Page:Oeuvres de Louis Racine, T1, 1808.djvu/151

Cette page n’a pas encore été corrigée

Je n’estime que moi : tout autre que moi-même,
Si je semble l’aimer, c’est pour moi que je l’aime.
Je me hais cependant, sitôt que je me vois.
Je ne puis vivre seul : occupé loin de moi
Je n’aspire qu’à plaire à ceux que je méprise.
Sans doute qu’à ces mots, des bords de la Tamise
Quelque abstrait raisonneur, qui ne se plaint de rien,
Dans son flegme anglican répondra, tout est bien.
"Le grand ordonnateur dont le dessein si sage,
De tant d’êtres divers ne forme qu’un ouvrage,
Nous place à notre rang pour orner son tableau."
Eh ! Quel triste ornement d’un spectacle si beau !
Quoi ! Mes pleurs (n’est-ce pas un crime de le croire ?)
D’un maître bienfaisant relèveraient la gloire !
Pour d’autres biens peut-être il nous a réservés,
Et tous ses grands desseins ne sont point achevés.
Oui, je l’ose espérer. Juste arbitre du monde,
De la solide paix source pure et féconde,
Etre partout présent, quoique toujours caché,
Des maux de tes sujets quand seras-tu touché ?
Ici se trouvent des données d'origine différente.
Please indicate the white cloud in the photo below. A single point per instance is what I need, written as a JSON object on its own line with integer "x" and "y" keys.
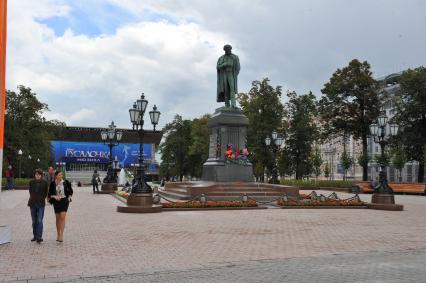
{"x": 169, "y": 62}
{"x": 171, "y": 55}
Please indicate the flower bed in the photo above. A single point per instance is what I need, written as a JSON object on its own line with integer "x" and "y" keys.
{"x": 122, "y": 194}
{"x": 314, "y": 200}
{"x": 321, "y": 203}
{"x": 207, "y": 204}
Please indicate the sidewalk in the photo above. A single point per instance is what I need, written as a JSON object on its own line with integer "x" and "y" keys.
{"x": 100, "y": 241}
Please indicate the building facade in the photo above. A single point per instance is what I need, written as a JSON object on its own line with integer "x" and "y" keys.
{"x": 81, "y": 149}
{"x": 332, "y": 150}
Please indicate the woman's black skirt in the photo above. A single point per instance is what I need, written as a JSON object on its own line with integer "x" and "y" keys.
{"x": 61, "y": 205}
Tendre père, témoin de nos longues alarmes,
Pourras-tu voir toujours tes enfants dans les larmes ?
Non, non. Voilà de toi ce que j’ose penser.
Ta bonté quelque jour saura mieux nous placer.
Mais comment retrouver la gloire qui m’est due ?
Qui peut te rendre à moi, félicité perdue ?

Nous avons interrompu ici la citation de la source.